- The present
paper is concerned with scenarios where AI development
has succeeded in creating a machine that is superintelligent, in the sense of vastly outperforming humans across the full range of cognitive skills that we associate with intelligence, including
prediction, planning and the elusive quality we speak of as creativity. [...]
While important, [...] matters of timing and suddenness of AI development will mostly be abstracted away in the present paper, in order to focus on issues about what happens next, once a superintelligent machine has been created. A widely accepted thesis in contemporary AI futurology is that we humans can then no longer expect to be in control of our own destiny, which will instead be up to the machine. [...]

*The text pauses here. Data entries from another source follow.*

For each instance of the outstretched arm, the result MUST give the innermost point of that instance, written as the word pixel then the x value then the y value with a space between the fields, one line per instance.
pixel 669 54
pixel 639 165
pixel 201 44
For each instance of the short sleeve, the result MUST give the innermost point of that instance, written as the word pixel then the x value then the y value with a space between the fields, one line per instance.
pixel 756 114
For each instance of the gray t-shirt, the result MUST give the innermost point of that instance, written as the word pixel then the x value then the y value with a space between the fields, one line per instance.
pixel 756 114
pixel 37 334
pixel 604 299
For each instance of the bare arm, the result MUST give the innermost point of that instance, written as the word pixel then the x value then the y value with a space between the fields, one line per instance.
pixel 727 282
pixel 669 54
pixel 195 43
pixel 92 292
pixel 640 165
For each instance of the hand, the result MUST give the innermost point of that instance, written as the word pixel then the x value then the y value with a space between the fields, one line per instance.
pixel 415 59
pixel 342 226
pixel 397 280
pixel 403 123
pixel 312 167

This leads to the crucial issue of what the superintelligent machine will want – what will it be motivated to do? The question is extraordinarily difficult and any answer at present is bound to come with a high degree of uncertainty – to a large extent due to our limited understanding of how a superintelligent machine might function, but also because the answer may depend on what we choose to do during the development stage, up to the point when we lose control. [...]

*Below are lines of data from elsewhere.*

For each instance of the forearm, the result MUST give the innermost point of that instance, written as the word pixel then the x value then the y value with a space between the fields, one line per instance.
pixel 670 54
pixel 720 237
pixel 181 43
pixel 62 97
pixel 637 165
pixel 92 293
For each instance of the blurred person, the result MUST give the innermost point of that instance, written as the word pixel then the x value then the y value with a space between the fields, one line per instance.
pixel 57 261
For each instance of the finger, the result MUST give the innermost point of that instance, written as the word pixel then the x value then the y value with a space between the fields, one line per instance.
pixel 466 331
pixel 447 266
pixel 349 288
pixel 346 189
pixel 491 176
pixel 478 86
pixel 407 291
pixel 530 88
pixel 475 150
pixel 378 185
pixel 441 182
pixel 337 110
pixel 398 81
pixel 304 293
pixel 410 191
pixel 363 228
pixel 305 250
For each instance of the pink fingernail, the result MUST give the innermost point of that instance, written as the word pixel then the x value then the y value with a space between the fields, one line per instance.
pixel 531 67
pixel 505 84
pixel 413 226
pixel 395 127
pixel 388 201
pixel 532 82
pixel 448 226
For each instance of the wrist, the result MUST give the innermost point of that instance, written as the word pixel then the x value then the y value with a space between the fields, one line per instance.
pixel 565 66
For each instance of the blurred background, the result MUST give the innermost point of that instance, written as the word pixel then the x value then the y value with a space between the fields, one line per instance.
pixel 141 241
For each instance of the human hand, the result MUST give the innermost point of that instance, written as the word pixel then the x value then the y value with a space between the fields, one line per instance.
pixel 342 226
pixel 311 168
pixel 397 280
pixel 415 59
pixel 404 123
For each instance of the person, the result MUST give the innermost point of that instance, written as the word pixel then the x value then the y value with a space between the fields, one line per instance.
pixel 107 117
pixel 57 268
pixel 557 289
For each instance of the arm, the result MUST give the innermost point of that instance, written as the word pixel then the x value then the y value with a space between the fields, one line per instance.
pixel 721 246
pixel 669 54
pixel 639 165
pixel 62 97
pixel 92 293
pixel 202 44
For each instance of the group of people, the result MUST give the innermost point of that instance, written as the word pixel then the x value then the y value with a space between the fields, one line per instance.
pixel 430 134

So our inexperience with superintelligence puts us in a situation where any reasoning about such a machine’s goals and motivations need to be speculative to a large degree. Yet, we are not totally in the dark, and the discussion need not be totally speculative and ungrounded. The main (and pretty much only) theoretical framework available today for grounding our reasoning on this topic is what in an earlier publication I decided to call the Omohundro—Bostrom theory on instrumental vs final AI goals [...]. The two cornerstones of the theory are what Bostrom (2012) dubbed the Orthogonality Thesis (OT) and the Instrumental Convergence Thesis (ICT), which together give nontrivial and (at least seemingly) useful predictions – not about what will happen, but about what might plausibly happen under various circumstances. The OT and the ICT are, however, not precise and definite on the level that mathematical theorems can be: they are not written in stone, and they have elements of vagueness and tentativeness. The purpose of the present paper is to discuss some reasons to doubt the two theses – not with the intent of demonstrating that they are wrong or useless, but mostly to underline that further work is needed to evaluate their validity and range of applicability.